Translational Neuromodeling Unit (TNU), Institute for Biomedical Engineering, University of Zurich & ETH Zurich, 8032 Zurich, Switzerland.
Translational Neuromodeling Unit (TNU), Institute for Biomedical Engineering, University of Zurich & ETH Zurich, 8032 Zurich, Switzerland; Department of Computer Science, ETH Zurich, 8032 Zurich, Switzerland.
Neuroimage. 2017 Jul 15;155:406-421. doi: 10.1016/j.neuroimage.2017.02.090. Epub 2017 Mar 1.
The development of large-scale network models that infer the effective (directed) connectivity among neuronal populations from neuroimaging data represents a key challenge for computational neuroscience. Dynamic causal models (DCMs) of neuroimaging and electrophysiological data are frequently used for inferring effective connectivity but are presently restricted to small graphs (typically up to 10 regions) in order to keep model inversion computationally feasible. Here, we present a novel variant of DCM for functional magnetic resonance imaging (fMRI) data that is suited to assess effective connectivity in large (whole-brain) networks. The approach rests on translating a linear DCM into the frequency domain and reformulating it as a special case of Bayesian linear regression. This paper derives regression DCM (rDCM) in detail and presents a variational Bayesian inversion method that enables extremely fast inference and accelerates model inversion by several orders of magnitude compared to classical DCM. Using both simulated and empirical data, we demonstrate the face validity of rDCM under different settings of signal-to-noise ratio (SNR) and repetition time (TR) of fMRI data. In particular, we assess the potential utility of rDCM as a tool for whole-brain connectomics by challenging it to infer effective connection strengths in a simulated whole-brain network comprising 66 regions and 300 free parameters. Our results indicate that rDCM represents a computationally highly efficient approach with promising potential for inferring whole-brain connectivity from individual fMRI data.
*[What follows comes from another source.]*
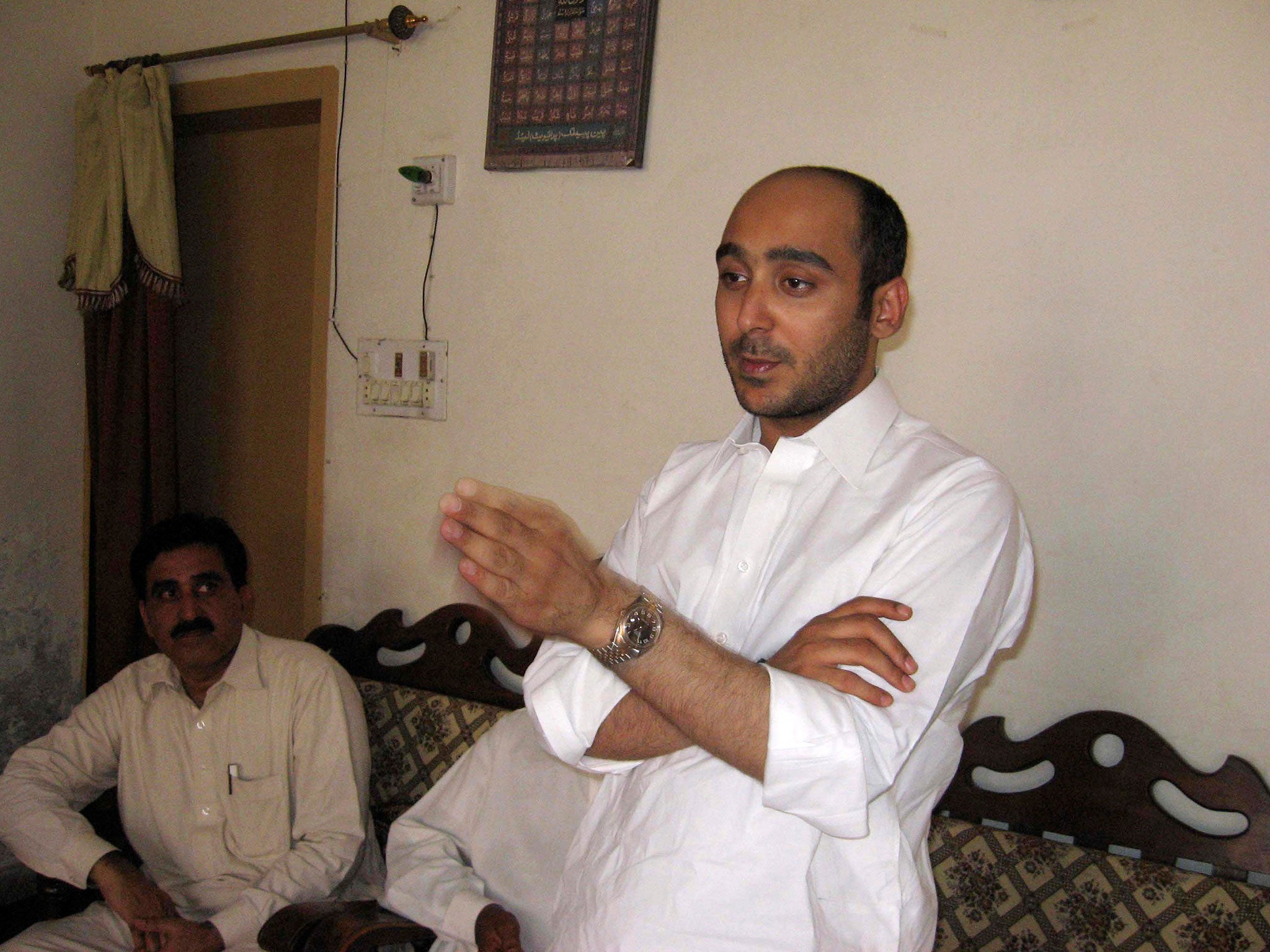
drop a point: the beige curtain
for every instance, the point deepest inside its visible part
(123, 173)
(123, 266)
从神经影像学数据中推断神经元群体之间有效(有向)连接的大规模网络模型的发展是计算神经科学的一个关键挑战。神经影像学和电生理学数据的动态因果模型(DCM)常用于推断有效连接,但目前限于小图(通常最多 10 个区域),以便保持模型反演在计算上的可行性。在这里,我们提出了一种新的功能磁共振成像(fMRI)数据 DCM 变体,适用于评估大(全脑)网络中的有效连接。该方法基于将线性 DCM 转换到频域,并将其重新表述为贝叶斯线性回归的特例。本文详细推导了回归 DCM(rDCM),并提出了一种变分贝叶斯反演方法,与经典 DCM 相比,该方法能够实现极快的推断,并将模型反演速度提高几个数量级。我们使用模拟和真实数据,在不同的信噪比(SNR)和 fMRI 数据重复时间(TR)设置下,展示了 rDCM 的表面有效性。特别是,我们通过挑战 rDCM 来推断包含 66 个区域和 300 个自由参数的模拟全脑网络中的有效连接强度,评估了 rDCM 作为一种从单个 fMRI 数据推断全脑连接的工具的潜在效用。我们的结果表明,rDCM 代表了一种计算效率非常高的方法,具有从个体 fMRI 数据推断全脑连接的有前途的潜力。